Anthropic accuses Alibaba of largest known distillation attack on Claude

Anthropic publicly accused Alibaba of carrying out what it called the largest known distillation attack against its Claude models — an unauthorized effort to extract model capabilities by systematically querying Claude and training a rival on the outputs. Related reporting referenced Anthropic's claim that Alibaba used roughly 25,000 fake accounts to distill Claude, indicating a large-scale, coordinated extraction rather than incidental scraping.
Model distillation attacks work by treating a target model as a teacher: an attacker floods it with prompts, captures the responses, and uses that data to fine-tune a cheaper student model that approximates the original's behavior. At scale, this can transfer meaningful capability while circumventing the cost of training a frontier model from scratch — and it's notoriously hard to fully prevent because the model must respond to legitimate queries to be useful.

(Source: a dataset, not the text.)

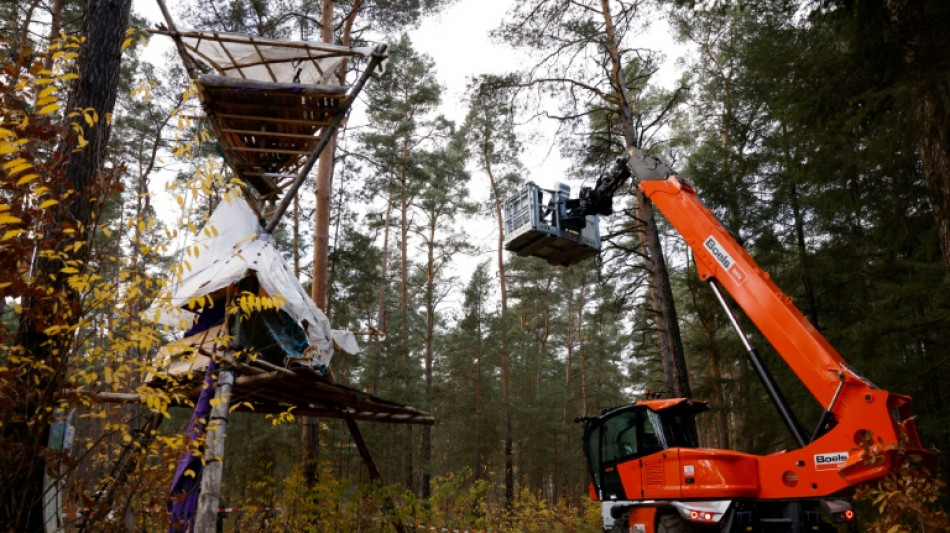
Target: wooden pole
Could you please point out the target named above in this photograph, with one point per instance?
(210, 496)
(388, 505)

The accusation lands amid escalating US–China AI tensions and directly complicates Alibaba's positioning as it touts frontier models like Qwen3.7-Max. It also spotlights a genuine security gap in frontier-model deployment: even well-defended APIs are vulnerable to patient, distributed extraction. The 25,000-fake-account detail, if accurate, suggests detection and account-integrity controls were the primary failure point.
Strategically, the dispute reinforces the week's US–China frontier rivalry, sitting alongside DeepSeek's raise, cheaper Chinese models capturing OpenRouter share, and government export controls on frontier models. It gives Western labs and policymakers a concrete example to cite in debates over model security and export policy. Watch for Alibaba's response, any evidence Anthropic publishes, and whether this prompts new anti-distillation defenses or contractual/legal action across the industry.